Consider following example.

try (Scanner in = new Scanner(System.in)) {
	System.out.print("Enter Item ID: ");
	String itemID = in.nextLine();
	System.out.print("Enter item price: ");
	double price = in.nextDouble();
	System.out.println("Price of item " + itemID + " is $" + price);
} catch (Exception e) {
	e.printStackTrace();
}

As expected the output from this code will look something like:

Enter Item ID: XY1234
Enter item price: 99.99
Price of item XY1234 is $99.99

Everything worked as expected. The program prompted the user to enter an item ID and price. It read the values and then displayed them on console correctly.  Now, let’s see what happens if we ask the user to enter the price first followed by item ID.
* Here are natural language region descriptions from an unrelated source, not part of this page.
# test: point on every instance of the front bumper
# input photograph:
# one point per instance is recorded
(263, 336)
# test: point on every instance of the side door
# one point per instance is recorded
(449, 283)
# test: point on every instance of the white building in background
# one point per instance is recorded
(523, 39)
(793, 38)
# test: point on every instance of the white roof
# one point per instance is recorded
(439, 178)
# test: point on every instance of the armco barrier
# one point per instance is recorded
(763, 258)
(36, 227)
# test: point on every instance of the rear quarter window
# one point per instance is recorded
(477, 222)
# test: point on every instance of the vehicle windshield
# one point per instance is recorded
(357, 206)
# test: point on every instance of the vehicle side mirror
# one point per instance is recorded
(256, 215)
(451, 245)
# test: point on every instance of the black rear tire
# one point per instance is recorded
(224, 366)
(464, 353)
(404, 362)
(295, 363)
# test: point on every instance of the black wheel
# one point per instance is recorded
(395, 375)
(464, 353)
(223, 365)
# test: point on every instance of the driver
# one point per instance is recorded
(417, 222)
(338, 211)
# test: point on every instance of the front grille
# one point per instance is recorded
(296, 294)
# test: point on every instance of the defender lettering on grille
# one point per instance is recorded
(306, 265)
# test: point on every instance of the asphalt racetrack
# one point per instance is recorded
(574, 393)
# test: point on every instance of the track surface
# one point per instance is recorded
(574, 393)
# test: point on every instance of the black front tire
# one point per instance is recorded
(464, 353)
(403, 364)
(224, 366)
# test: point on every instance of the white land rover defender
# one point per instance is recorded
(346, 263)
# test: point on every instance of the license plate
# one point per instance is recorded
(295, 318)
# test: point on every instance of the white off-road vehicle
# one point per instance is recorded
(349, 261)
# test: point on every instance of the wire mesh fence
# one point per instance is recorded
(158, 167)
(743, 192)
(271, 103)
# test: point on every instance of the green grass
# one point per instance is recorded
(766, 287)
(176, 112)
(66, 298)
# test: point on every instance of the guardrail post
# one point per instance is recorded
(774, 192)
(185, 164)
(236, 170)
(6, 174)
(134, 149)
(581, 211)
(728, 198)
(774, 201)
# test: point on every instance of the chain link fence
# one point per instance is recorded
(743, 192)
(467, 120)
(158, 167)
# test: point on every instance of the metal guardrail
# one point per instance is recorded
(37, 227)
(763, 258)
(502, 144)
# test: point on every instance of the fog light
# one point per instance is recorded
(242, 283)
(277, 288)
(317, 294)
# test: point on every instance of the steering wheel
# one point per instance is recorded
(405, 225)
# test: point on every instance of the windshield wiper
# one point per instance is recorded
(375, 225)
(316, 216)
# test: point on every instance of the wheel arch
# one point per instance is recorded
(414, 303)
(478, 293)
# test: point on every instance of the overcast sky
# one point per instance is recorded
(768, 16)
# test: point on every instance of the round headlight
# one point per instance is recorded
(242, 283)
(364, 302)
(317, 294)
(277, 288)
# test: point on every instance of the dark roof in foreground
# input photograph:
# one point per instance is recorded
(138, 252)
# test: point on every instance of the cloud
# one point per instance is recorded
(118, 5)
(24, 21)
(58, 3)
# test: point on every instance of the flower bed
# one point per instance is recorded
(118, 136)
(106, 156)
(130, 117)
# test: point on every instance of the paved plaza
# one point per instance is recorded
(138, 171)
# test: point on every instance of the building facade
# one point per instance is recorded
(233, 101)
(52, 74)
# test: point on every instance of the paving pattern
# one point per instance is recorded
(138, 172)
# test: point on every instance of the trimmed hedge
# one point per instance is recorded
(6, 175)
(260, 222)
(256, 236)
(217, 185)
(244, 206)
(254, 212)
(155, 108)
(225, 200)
try (Scanner in = new Scanner(System.in)) {
	System.out.print("Enter item price: ");
	double price = in.nextDouble();
	System.out.print("Enter Item ID: ");
	String itemID = in.nextLine();
	System.out.println("Price of item " + itemID + " is $ " + price);
} catch (Exception e) {
			e.printStackTrace();
}

This version resulted in a bizarre output.

Enter item price: 85.79
Enter Item ID: Price of item  is $ 85.79

What happened here? The program didn’t wait for the user to enter item ID. After prompting the user to enter the item ID, it right away printed the final message with a blank item ID.
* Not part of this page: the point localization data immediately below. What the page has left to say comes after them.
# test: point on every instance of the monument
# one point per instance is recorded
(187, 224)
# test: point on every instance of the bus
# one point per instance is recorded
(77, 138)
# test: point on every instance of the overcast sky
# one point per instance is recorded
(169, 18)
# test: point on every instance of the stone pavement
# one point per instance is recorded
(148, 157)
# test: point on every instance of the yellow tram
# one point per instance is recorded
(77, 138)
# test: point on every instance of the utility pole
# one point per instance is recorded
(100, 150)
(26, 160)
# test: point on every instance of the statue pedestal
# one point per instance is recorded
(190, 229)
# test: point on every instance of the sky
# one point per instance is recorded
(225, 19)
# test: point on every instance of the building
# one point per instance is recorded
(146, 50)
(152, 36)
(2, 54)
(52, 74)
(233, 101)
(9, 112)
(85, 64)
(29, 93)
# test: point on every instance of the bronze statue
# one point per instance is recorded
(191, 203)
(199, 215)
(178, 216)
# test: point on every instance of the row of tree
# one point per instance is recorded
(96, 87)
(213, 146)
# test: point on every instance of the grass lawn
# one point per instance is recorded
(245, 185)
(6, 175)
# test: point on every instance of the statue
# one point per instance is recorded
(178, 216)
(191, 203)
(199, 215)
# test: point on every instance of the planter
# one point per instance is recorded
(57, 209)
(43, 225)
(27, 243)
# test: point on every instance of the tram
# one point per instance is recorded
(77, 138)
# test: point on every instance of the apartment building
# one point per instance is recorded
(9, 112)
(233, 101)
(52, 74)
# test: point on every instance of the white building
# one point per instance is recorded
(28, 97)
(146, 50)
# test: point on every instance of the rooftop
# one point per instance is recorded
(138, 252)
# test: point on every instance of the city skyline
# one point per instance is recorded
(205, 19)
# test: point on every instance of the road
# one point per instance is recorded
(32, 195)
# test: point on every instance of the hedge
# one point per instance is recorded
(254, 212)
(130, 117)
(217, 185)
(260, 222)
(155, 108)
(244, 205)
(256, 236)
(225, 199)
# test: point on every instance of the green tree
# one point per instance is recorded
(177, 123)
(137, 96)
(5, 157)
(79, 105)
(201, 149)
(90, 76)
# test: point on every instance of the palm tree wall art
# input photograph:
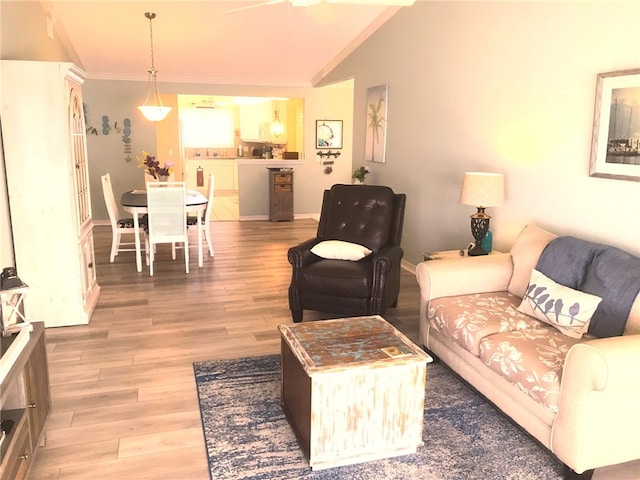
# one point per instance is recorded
(376, 137)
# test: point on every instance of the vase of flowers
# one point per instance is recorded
(360, 174)
(152, 166)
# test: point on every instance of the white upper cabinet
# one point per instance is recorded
(207, 127)
(257, 121)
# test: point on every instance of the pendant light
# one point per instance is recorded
(152, 107)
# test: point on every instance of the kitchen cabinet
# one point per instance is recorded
(280, 195)
(207, 127)
(256, 121)
(224, 170)
(45, 154)
(25, 401)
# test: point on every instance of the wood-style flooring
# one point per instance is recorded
(123, 391)
(225, 208)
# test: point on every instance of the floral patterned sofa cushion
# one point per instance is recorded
(467, 319)
(532, 359)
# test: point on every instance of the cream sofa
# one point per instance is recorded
(579, 397)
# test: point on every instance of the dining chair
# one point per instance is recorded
(119, 225)
(206, 216)
(166, 217)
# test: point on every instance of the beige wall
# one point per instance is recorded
(494, 86)
(498, 86)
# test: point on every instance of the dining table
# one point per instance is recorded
(135, 202)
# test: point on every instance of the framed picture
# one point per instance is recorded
(376, 136)
(328, 133)
(615, 145)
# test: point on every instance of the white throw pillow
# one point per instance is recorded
(339, 250)
(564, 308)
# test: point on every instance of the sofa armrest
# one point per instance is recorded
(448, 277)
(599, 406)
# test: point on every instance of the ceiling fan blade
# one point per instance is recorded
(253, 5)
(393, 3)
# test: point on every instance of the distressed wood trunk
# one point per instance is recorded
(352, 389)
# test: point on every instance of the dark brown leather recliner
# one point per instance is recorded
(369, 215)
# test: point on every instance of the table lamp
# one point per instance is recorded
(481, 190)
Understanding Scanner.getDouble() and Scanner.getInt()

What caused this behavior? To solve this mystery we have to understand how Scanner.getDouble() or Scanner.getInt() methods work.  Basically, Scanner’s get methods read the input character by character instead of reading the entire line at once. getDouble and getInt methods read input until they reach a non-numeric character. In this example, the user entered 99.99 and then hit enter (“\n“). So the character sequence would be 99.99\n.  The method getDouble() read the characters up to the last “9”. Since the next character is a non-numeric value (\n), the method stopped and returned the value 85.79 to be saved in price variable. That left \n character in the buffer. Next the program called nextLine() method. This method reads the input until it reaches newline character (\n). Since the input stream had the \n character from last input, the method reads it and returned immediately without allowing the user to input the ID.
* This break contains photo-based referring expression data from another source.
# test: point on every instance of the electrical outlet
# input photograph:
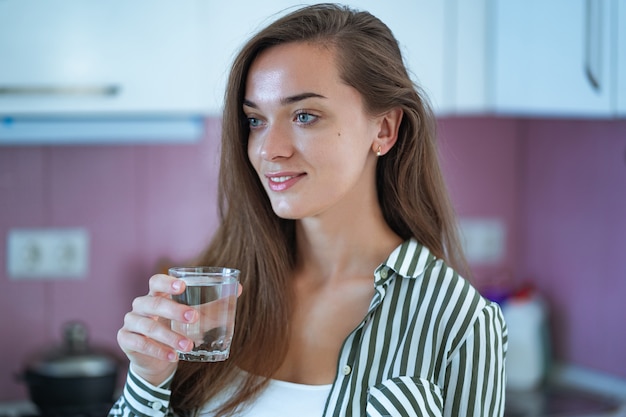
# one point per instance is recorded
(47, 253)
(483, 240)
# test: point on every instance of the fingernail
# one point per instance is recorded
(189, 315)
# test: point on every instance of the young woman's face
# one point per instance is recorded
(311, 141)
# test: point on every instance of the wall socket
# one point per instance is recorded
(484, 240)
(47, 253)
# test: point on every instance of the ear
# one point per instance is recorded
(388, 126)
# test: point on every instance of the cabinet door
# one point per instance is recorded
(552, 57)
(620, 51)
(106, 57)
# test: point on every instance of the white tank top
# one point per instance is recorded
(281, 399)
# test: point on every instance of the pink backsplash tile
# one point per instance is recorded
(558, 186)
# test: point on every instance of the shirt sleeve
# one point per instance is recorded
(142, 399)
(475, 375)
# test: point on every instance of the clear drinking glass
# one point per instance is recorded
(212, 291)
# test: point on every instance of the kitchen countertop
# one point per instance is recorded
(570, 391)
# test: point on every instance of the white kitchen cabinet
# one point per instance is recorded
(554, 58)
(620, 51)
(77, 57)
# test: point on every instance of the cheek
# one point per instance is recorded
(253, 155)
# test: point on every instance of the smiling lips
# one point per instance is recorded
(282, 182)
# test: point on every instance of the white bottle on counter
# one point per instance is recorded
(528, 347)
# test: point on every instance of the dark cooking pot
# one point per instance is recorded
(71, 377)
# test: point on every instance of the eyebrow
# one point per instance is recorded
(286, 100)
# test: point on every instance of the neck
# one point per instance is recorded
(345, 244)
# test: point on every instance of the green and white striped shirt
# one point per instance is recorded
(429, 345)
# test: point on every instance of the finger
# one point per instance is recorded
(160, 306)
(161, 284)
(134, 344)
(153, 334)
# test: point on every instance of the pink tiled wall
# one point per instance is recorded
(574, 217)
(559, 187)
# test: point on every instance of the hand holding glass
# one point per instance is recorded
(212, 291)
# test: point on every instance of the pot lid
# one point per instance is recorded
(74, 358)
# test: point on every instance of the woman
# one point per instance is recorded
(334, 208)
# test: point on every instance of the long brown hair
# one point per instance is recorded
(253, 239)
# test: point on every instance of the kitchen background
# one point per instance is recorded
(554, 183)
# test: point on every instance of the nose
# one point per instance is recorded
(276, 143)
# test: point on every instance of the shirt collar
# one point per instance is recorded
(409, 260)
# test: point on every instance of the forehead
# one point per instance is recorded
(290, 68)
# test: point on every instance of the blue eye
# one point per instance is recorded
(305, 118)
(254, 122)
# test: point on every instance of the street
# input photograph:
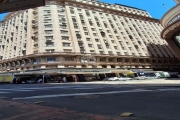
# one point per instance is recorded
(146, 102)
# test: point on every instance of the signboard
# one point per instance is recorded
(174, 19)
(6, 78)
(15, 5)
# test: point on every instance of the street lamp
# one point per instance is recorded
(89, 59)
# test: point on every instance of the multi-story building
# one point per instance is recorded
(82, 34)
(171, 23)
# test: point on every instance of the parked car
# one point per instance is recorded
(118, 78)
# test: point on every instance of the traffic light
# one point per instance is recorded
(15, 5)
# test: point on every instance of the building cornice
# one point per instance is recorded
(113, 11)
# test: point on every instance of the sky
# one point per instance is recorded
(154, 7)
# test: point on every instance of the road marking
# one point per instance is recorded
(94, 93)
(23, 90)
(4, 92)
(79, 94)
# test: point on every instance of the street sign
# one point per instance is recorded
(15, 5)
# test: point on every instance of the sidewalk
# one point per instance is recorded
(147, 82)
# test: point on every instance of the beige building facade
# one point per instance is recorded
(171, 32)
(82, 34)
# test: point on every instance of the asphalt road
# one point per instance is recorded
(145, 102)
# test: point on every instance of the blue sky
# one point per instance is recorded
(154, 7)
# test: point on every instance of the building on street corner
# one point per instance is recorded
(82, 35)
(171, 32)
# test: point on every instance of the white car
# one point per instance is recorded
(118, 78)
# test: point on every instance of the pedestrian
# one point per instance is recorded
(14, 81)
(64, 79)
(60, 79)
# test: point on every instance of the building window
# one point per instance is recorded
(50, 50)
(95, 34)
(97, 40)
(51, 59)
(67, 50)
(49, 44)
(93, 29)
(102, 60)
(86, 33)
(48, 26)
(64, 37)
(115, 47)
(48, 31)
(90, 45)
(63, 32)
(49, 37)
(66, 44)
(88, 39)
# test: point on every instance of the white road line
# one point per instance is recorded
(80, 94)
(4, 92)
(23, 90)
(94, 93)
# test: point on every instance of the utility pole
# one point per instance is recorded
(165, 7)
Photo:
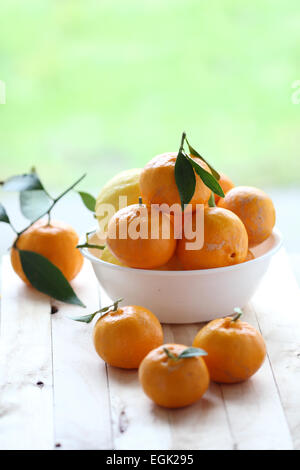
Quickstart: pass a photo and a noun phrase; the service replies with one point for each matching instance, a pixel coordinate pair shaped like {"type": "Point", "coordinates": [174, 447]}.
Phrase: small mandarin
{"type": "Point", "coordinates": [56, 241]}
{"type": "Point", "coordinates": [255, 208]}
{"type": "Point", "coordinates": [249, 256]}
{"type": "Point", "coordinates": [123, 337]}
{"type": "Point", "coordinates": [225, 241]}
{"type": "Point", "coordinates": [235, 349]}
{"type": "Point", "coordinates": [225, 183]}
{"type": "Point", "coordinates": [173, 383]}
{"type": "Point", "coordinates": [137, 249]}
To overcome this issue you have two options.

  1. Always call nextLine() method after calling nextInt() or nextDouble() method to consume line feed.
  2. Always read command line input using nextLine() method and then converts numeric values from String to appropriate numeric type.
try (Scanner in = new Scanner(System.in)) {
			System.out.print("Enter item price: ");
			double price = in.nextDouble();
			in.nextLine();
			System.out.print("Enter Item ID: ");
			String itemID = in.nextLine();
			System.out.println("Price of item " + itemID + " is $ " + price);
		} catch (Exception e) {
			e.printStackTrace();
		}

Which gives correct results.

Enter item price: 85.79
Enter Item ID: XY1234
Price of item XY1234 is $ 85.79
try (Scanner in = new Scanner(System.in)) {
			System.out.print("Enter item price: ");
			String priceStr = in.nextLine();
			double price = Double.valueOf(priceStr);
			System.out.print("Enter Item ID: ");
			String itemID = in.nextLine();
			System.out.println("Price of item " + itemID + " is $ " + price);
		} catch (Exception e) {
			e.printStackTrace();
		}
Enter item price: 85.99
Enter Item ID: AB2314
Price of item AB2314 is $ 85.99

Personally, I prefer the first approach.